HDDS-7101. EC: ReplicationManager - handle UNHEALTHY replicas #3962

siddhantsangwan · 2022-11-15T10:49:34Z

What changes were proposed in this pull request?

If the DN scrubber marks a container as unhealthy, the EC Replication Manager logic needs to be able to deal with it. It needs to remove the unhealthy one, and create a new copy using EC Reconstruction.

This PR proposes considering unhealthy replicas when checking for under and over replication in ECReplicationCheckHandler.
EDIT: While iterating through reviews, it was decided that we should take account of unhealthy replicas in the underlying ContainerReplicaCount interface that's used for checking sufficient replication (ECContainerReplicaCount#isSufficientlyReplicated). Instead of having to remove unhealthy replicas and then passing the replica set to ECContainerReplicaCount, now unhealthy replicas will be removed in one place in ECContainerReplicaCount. This change marks a shift from the logic in Legacy RM, where under/over replication checks didn't take into account unhealthy replicas. The following example should help in understanding the logic proposed in this change.

Consider a closed EC 3-2 container with the following replicas:
Replica Index 1: Closed
Replica Index 2: Closed
Replica Index 3: Closed, Unhealthy (2 replicas for this index)
Replica Index 4: Unhealthy
Replica Index 5: Closed

This is a case of under replication because index 4 is unavailable. Index 3 is not considered over replicated because its second copy is unhealthy. In the current iteration of replication manager,
ECReplicationCheckHandler will find this container is under replicated and will add it to the under replication queue.
When the container is no longer under (or over, mis) replicated, the newly introduced handler ClosedWithUnhealthyReplicasHandler will handle it by deleting the unhealthy replicas in a future iteration.

ClosedWithUnhealthyReplicasHandler is meant to handle closed EC containers with unhealthy replicas but no under, over or mis replication.

What is the link to the Apache JIRA

https://issues.apache.org/jira/browse/HDDS-7101

How was this patch tested?

TestClosedWithUnhealthyReplicasHandler and TestECReplicationCheckHandler

sodonnel · 2022-11-15T11:58:36Z

.../java/org/apache/hadoop/hdds/scm/container/replication/health/ECReplicationCheckHandler.java

+    This is a case of under replication because index 4 is unavailable. Index
+    3 is not considered over replicated because its second copy is unhealthy.
+     */
+    replicas.removeIf(containerReplica -> containerReplica.getState() ==


I think there is a very subtle bug here. The replicas set comes from the ContainerCheckRequest object, and from it, you are removing the unhealthy replicas. Later, that same request will end up in in the unhealthy handler and it will find there are no unhealthy replicas, as we removed them here.

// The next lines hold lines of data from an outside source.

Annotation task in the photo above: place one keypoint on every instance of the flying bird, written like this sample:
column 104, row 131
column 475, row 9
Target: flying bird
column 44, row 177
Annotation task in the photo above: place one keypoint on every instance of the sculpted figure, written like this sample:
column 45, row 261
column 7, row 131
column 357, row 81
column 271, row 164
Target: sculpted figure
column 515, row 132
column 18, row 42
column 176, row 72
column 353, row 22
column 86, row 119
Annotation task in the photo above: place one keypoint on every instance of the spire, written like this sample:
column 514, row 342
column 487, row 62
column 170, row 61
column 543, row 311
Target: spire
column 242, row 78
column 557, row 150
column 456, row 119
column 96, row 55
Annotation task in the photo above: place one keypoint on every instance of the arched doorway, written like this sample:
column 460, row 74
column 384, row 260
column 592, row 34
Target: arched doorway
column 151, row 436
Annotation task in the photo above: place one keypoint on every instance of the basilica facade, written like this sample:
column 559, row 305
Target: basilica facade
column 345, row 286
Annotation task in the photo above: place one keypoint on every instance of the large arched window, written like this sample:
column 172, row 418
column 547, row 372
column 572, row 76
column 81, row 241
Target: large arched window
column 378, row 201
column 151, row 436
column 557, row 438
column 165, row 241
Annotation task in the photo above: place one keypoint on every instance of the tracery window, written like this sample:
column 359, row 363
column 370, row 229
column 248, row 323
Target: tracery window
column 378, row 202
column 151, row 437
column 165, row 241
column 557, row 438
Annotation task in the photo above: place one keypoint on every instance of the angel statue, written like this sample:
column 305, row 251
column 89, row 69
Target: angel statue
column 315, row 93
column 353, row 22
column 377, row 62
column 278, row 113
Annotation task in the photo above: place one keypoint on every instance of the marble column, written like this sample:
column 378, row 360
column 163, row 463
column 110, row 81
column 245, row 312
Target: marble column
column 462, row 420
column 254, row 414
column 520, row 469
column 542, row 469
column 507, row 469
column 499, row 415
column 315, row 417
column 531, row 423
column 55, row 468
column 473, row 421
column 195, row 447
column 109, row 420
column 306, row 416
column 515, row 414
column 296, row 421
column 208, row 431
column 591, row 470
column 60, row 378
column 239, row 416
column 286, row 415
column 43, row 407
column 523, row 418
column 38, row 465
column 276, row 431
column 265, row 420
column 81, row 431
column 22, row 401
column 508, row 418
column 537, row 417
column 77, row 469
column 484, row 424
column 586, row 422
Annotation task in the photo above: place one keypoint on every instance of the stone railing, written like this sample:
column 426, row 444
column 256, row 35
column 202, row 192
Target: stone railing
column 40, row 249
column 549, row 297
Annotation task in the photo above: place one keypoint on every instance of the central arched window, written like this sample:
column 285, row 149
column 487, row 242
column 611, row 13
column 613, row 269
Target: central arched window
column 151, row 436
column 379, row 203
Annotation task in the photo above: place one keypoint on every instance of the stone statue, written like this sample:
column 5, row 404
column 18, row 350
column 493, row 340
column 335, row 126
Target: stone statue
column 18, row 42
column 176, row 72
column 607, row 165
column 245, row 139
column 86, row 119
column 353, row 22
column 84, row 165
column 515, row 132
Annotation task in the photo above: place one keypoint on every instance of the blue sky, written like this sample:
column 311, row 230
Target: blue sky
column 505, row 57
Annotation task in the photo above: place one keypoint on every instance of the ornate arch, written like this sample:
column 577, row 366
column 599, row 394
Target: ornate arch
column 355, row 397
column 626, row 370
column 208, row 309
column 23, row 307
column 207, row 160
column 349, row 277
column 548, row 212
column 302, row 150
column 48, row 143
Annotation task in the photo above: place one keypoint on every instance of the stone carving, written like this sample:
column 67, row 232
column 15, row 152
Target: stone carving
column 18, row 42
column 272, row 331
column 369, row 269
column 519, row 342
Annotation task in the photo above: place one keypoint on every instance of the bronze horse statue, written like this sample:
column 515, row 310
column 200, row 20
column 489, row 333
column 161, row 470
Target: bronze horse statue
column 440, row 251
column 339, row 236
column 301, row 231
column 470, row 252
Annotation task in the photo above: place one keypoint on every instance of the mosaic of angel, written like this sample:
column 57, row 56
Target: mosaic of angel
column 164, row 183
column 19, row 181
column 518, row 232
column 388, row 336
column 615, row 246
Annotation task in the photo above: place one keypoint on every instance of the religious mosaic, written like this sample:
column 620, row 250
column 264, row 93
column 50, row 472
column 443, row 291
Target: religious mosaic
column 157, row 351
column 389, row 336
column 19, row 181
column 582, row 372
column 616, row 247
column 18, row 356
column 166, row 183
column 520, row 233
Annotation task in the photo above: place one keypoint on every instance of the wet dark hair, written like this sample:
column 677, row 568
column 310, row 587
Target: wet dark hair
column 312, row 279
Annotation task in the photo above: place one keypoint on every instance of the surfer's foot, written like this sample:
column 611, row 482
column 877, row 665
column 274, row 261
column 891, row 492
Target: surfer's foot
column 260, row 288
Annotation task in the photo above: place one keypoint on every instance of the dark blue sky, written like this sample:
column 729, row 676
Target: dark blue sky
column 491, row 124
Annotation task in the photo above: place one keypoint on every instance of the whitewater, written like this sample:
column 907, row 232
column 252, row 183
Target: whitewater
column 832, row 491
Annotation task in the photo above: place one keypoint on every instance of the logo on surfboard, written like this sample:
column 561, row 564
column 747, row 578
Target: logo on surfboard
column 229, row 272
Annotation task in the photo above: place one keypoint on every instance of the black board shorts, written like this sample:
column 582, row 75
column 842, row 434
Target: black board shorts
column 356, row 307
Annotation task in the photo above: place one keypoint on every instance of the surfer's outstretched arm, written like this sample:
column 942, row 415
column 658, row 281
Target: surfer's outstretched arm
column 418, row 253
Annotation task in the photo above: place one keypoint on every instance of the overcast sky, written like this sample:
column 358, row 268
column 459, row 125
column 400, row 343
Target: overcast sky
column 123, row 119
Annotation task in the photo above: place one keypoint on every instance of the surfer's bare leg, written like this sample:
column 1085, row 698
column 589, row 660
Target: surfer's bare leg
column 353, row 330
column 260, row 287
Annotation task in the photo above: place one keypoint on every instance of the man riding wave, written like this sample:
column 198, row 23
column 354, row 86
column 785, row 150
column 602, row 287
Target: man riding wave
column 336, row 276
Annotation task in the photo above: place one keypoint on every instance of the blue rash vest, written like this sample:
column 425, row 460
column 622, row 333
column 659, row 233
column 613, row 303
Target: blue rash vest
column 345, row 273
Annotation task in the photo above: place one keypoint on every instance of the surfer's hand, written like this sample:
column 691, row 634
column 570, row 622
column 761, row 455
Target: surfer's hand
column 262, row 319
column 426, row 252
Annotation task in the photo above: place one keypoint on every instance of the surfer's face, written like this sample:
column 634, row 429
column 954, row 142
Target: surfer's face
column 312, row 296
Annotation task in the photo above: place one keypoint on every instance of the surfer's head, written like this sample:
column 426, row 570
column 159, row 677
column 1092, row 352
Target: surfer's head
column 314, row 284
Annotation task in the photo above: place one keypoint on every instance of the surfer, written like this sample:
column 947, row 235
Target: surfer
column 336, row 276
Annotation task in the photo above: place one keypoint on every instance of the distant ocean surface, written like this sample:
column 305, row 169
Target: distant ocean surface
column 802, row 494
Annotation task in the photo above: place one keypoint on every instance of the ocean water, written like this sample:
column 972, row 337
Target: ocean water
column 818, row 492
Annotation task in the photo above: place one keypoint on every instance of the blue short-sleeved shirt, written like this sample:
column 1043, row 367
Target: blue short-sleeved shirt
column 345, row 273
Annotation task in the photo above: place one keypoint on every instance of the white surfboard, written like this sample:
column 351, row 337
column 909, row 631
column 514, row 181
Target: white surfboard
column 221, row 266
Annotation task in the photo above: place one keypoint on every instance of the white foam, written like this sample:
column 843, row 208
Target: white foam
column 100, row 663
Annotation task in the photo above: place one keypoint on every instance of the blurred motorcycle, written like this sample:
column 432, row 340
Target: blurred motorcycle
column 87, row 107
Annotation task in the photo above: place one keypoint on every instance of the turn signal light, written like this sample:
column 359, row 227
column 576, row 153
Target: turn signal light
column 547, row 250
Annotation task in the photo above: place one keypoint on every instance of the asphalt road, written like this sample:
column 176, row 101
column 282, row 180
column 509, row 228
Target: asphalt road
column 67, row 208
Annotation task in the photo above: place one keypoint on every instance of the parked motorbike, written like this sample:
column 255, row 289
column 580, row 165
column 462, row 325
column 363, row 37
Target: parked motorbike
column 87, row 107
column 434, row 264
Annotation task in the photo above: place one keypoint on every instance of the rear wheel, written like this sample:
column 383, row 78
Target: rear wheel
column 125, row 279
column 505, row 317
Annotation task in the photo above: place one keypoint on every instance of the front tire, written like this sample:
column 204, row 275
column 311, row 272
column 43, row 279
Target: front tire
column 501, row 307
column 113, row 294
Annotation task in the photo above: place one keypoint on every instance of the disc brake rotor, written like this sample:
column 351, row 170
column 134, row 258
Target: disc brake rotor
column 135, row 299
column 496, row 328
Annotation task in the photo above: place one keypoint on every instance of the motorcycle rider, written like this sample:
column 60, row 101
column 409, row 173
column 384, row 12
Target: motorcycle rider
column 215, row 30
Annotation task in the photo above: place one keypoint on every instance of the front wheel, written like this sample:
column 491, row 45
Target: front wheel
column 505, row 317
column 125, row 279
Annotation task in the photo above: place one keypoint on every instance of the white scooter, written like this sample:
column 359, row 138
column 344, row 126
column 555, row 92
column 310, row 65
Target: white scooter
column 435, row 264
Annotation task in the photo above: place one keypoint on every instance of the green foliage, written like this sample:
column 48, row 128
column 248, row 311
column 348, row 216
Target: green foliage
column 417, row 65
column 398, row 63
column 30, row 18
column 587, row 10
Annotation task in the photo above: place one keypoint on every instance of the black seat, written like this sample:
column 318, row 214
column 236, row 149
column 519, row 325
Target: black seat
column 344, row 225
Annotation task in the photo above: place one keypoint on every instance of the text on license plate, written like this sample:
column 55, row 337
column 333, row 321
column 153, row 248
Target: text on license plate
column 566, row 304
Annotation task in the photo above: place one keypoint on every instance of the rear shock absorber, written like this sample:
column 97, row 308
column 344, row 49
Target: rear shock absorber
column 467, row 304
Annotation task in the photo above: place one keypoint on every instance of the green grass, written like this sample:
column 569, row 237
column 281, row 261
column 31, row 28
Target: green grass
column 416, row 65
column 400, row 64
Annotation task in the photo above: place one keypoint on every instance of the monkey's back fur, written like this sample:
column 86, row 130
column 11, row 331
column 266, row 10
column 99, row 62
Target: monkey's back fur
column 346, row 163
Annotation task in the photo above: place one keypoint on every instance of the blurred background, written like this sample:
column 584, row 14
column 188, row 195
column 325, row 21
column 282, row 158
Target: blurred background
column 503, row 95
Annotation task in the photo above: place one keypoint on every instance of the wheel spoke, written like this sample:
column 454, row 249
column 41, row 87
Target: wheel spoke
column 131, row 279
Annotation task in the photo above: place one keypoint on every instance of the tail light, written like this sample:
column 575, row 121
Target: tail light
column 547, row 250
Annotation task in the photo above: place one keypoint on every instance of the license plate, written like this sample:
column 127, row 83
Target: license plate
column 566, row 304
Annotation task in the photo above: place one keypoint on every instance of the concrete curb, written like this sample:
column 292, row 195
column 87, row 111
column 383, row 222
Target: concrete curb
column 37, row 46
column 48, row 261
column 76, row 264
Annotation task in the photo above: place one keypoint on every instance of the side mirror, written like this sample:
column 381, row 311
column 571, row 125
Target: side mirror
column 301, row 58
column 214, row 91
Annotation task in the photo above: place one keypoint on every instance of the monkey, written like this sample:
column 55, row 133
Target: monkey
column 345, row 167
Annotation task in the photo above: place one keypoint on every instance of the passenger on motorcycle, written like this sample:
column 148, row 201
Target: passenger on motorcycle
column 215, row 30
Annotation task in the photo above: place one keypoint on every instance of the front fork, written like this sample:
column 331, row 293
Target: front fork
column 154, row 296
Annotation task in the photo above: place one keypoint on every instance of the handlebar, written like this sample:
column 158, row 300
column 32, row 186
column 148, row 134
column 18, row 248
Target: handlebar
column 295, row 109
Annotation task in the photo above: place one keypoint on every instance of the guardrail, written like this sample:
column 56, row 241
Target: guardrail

I guess we need to create a copy of the set to modify it, but its too easy to fall into this trap and the way our tests are currently structured, testing each handler in isolation, we would never catch it.

I think we need to also update the ContainerCheckRequest object to wrap all the sets in Collections.UnmodifableSet(...) and then this operation would get an error.

Great catch. I've removed this code and instead added logic to consider unhealthy replicas in ECContainerReplicaCount. Now it only exists in that one place.

I think we need to also update the ContainerCheckRequest object to wrap all the sets in Collections.UnmodifableSet(...) and then this operation would get an error.

Done

sodonnel · 2022-11-15T12:21:19Z

.../apache/hadoop/hdds/scm/container/replication/health/ClosedWithUnhealthyReplicasHandler.java

+    boolean foundUnhealthy = false;
+    // send delete commands for unhealthy replicas
+    for (ContainerReplica replica : replicas) {
+      if (replica.getState() == ContainerReplicaProto.State.UNHEALTHY) {


We know that an under or over replicated container should never get here, but if there was some bug that meant it did, we could delete unhealthy replicas that don't have another copy.

Do you think we should have one sanity check here - when we find an unhealthy replica with index N, check there is also another replica which is CLOSED and has index X too? That way, we don't need to do a full under / over replicated check here, but we have some protection against another bug causing under-replicated containers coming here somehow.

Yes, I was also thinking about having a check. I've added this check to the handler in the latest commit.

… address comments

siddhantsangwan · 2022-11-15T20:48:15Z

@sodonnel Thanks for the review. I've updated the changes with a sanity check and also added this handler to the chain in RM. Instead of having to remove unhealthy replicas every time we need to check for sufficient replication, I've added this logic to ECContainerReplicaCount (as discussed offline).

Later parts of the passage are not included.